‘Tis the season for fireworks. Columbus had its big Red White & Boom celebration last night. The weather was perfect and big crowds turned out to ooh and aah at the sounds, colors, and combinations.
For many smaller communities, however, Fourth of July fireworks celebrations are being reduced or eliminated due to budget pressures. In Gahanna, which is one of the communities adjacent to New Albany, officials have said that this year’s Freedom Festival fireworks show would have been canceled if the city hadn’t already put down a $10,000 deposit. The city is facing enormous budget deficits if it doesn’t scale back its services; it has already cut its capital improvements budget to zero.
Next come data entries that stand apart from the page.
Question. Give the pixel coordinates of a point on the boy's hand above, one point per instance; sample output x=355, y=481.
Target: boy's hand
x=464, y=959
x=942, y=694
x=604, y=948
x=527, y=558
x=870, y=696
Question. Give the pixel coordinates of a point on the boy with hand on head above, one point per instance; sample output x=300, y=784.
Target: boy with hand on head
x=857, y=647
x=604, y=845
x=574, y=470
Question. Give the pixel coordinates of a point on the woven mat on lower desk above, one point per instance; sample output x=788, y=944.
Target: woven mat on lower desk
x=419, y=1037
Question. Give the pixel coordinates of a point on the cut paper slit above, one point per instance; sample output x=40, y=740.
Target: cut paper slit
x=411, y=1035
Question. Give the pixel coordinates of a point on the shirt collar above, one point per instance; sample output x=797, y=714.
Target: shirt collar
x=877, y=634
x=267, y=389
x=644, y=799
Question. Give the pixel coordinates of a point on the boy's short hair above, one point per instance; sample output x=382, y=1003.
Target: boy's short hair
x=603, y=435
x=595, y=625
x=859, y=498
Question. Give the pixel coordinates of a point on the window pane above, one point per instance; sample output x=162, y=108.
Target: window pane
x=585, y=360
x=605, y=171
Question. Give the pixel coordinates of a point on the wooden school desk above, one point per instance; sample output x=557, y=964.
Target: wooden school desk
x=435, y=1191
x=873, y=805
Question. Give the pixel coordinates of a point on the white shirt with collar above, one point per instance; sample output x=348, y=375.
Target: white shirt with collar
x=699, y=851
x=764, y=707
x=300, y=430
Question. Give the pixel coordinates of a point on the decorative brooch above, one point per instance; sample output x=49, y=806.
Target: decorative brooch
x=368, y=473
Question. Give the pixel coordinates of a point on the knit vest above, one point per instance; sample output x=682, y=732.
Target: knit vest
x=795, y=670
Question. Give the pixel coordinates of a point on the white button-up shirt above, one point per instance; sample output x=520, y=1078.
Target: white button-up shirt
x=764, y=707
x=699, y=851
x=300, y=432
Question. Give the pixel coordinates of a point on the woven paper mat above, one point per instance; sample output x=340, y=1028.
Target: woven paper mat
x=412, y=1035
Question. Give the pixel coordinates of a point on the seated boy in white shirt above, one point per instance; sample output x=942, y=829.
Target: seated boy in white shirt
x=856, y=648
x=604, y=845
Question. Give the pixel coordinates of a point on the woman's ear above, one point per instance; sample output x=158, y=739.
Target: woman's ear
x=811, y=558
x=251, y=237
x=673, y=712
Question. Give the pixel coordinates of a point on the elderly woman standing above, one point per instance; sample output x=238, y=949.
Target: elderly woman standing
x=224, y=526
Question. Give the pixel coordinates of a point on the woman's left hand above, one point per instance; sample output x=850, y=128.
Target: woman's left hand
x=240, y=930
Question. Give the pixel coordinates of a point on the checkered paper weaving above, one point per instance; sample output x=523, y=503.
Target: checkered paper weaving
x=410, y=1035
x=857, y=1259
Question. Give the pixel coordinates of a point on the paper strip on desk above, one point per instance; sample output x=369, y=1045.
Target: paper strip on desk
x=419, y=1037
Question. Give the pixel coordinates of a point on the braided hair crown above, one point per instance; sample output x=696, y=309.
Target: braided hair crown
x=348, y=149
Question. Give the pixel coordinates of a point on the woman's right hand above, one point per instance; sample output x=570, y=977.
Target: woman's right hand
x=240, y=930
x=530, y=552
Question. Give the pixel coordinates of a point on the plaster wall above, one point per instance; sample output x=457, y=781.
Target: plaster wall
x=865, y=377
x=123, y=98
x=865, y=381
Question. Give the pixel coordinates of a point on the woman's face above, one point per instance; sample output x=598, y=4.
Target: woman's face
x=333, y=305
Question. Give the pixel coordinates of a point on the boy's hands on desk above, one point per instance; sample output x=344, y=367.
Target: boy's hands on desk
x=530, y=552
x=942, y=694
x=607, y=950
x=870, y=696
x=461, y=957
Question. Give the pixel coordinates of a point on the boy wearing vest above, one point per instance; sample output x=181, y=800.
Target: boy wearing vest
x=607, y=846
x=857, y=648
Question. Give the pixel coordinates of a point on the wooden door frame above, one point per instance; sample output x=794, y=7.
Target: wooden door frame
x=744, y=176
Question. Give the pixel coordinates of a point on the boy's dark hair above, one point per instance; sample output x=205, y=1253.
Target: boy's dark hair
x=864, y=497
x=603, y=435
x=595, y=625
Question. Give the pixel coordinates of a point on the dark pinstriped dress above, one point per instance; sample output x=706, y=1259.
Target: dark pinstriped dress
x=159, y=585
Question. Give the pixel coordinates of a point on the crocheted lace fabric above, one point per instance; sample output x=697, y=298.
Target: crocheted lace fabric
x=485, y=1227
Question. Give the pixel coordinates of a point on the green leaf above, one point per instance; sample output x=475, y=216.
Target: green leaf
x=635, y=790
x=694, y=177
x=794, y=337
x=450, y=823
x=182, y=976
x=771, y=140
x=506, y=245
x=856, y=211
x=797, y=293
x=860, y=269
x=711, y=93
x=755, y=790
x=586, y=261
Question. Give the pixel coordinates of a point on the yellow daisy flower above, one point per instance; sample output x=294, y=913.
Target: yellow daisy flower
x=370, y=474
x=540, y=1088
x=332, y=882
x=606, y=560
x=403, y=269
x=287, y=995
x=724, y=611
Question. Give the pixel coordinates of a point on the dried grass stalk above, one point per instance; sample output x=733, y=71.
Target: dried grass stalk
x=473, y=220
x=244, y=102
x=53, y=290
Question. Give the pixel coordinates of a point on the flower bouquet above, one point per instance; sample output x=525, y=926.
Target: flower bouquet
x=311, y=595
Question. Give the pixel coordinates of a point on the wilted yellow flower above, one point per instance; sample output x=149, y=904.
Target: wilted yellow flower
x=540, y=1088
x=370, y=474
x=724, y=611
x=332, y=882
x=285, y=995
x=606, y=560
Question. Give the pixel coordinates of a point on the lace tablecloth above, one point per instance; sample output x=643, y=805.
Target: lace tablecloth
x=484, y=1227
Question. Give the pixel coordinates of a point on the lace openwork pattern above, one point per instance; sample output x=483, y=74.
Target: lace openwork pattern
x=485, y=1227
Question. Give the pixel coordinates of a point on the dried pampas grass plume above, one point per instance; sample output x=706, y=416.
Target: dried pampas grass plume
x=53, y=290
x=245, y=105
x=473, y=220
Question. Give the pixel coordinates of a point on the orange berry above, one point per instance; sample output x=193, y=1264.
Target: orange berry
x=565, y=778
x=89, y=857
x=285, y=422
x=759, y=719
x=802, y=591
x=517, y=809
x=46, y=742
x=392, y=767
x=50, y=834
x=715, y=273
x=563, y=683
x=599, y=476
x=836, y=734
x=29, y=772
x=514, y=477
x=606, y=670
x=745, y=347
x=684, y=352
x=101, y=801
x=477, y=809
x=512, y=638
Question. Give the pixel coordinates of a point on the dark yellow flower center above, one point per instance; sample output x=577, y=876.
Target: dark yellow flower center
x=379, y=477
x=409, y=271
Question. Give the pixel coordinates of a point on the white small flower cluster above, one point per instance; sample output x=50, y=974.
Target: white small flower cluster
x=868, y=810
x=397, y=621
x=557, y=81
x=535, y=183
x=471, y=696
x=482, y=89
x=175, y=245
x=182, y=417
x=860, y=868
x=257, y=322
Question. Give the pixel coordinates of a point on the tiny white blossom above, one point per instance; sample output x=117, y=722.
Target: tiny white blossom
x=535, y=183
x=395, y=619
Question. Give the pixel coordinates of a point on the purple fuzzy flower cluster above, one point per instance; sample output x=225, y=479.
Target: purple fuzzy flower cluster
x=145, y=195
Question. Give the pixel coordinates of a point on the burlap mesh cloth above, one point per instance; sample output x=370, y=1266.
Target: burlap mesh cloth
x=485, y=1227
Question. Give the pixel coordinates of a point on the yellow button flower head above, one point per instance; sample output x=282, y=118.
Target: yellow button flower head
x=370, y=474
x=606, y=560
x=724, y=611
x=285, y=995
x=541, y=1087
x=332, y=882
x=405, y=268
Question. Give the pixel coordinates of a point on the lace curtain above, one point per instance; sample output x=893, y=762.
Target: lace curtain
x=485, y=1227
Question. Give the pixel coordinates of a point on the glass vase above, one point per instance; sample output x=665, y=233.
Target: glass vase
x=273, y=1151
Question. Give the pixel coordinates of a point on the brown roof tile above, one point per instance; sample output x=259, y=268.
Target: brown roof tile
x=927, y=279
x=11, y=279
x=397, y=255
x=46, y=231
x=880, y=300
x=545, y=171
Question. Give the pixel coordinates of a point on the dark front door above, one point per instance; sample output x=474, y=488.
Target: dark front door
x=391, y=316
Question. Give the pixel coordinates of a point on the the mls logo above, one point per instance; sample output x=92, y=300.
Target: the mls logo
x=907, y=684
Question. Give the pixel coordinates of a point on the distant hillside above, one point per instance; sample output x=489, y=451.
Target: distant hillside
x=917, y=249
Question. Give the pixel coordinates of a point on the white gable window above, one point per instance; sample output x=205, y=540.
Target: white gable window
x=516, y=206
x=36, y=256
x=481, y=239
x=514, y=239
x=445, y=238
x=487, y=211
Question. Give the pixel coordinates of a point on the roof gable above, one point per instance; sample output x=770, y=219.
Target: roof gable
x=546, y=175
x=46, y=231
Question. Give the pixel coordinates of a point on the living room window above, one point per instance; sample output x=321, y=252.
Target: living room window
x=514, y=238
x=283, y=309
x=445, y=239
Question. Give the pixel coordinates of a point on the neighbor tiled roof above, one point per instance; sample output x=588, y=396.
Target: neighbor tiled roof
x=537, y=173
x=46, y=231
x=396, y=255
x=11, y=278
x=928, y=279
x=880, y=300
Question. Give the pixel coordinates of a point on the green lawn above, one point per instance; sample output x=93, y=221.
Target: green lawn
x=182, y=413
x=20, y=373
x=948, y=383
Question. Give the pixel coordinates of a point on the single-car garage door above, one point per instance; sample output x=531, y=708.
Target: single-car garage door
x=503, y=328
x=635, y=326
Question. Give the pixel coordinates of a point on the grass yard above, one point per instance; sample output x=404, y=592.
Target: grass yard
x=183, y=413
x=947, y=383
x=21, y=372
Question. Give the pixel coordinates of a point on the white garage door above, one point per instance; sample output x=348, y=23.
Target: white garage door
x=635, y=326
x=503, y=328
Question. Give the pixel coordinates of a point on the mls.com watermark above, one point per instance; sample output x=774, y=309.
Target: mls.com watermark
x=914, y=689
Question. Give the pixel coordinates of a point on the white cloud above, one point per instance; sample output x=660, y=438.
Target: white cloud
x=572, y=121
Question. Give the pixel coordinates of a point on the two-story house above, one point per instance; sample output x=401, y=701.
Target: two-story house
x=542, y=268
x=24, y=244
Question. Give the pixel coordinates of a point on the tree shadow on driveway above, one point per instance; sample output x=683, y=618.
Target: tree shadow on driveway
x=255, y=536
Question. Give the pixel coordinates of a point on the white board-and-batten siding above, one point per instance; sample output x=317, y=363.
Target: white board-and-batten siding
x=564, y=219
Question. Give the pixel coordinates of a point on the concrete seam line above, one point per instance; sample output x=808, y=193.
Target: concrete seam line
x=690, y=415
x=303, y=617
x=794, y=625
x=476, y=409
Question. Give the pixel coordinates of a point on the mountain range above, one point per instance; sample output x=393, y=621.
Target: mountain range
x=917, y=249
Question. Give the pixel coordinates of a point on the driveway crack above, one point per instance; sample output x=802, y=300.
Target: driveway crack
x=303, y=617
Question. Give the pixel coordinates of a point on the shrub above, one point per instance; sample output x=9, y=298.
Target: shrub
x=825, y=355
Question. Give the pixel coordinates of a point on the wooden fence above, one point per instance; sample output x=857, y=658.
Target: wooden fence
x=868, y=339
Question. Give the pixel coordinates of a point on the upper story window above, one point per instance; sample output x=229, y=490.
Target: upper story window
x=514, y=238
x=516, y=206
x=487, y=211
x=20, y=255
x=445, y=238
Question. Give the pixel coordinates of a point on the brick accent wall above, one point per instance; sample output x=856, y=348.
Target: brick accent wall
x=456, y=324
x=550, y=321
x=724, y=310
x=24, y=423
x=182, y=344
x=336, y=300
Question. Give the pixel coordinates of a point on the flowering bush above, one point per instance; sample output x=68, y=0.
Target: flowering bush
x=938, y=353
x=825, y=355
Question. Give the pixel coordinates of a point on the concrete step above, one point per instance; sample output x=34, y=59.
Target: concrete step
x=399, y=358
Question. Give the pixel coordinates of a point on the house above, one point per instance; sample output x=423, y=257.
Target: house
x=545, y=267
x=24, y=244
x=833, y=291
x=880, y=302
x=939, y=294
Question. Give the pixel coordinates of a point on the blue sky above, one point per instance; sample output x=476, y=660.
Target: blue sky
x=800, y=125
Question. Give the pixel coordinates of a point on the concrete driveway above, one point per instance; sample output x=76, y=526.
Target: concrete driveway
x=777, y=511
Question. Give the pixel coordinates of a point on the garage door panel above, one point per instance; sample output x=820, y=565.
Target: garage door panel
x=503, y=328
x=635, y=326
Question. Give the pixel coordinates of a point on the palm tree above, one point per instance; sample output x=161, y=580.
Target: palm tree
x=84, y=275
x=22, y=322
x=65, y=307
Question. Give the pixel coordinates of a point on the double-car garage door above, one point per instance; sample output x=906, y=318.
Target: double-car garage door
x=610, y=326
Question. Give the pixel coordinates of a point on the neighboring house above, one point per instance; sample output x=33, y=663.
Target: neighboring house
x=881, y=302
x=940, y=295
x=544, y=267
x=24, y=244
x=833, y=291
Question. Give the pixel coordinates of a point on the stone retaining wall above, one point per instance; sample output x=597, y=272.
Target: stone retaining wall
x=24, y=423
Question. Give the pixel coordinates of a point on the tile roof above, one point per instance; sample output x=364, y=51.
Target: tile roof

The city’s investment in the Creekside project — which is an attractive, but apparently underutilized, development along one of the city’s main streets — hasn’t produced the revenue that was anticipated. Taxes could be raised, of course, but city officials are sensing that residents are experiencing “tax fatigue” and therefore may not support additional levies. So if the city won’t be patching potholes or filling vacancies, how can it justify using scarce funds for fireworks displays?
It’s sad when communities can’t support traditional Independence Day activities, but in this recessionary period civic leaders have to be realistic. Fourth of July celebrations aren’t essential city services and in central Ohio there are lots of other options for fans of fireworks. Gahanna’s decision is unfortunate, but not difficult.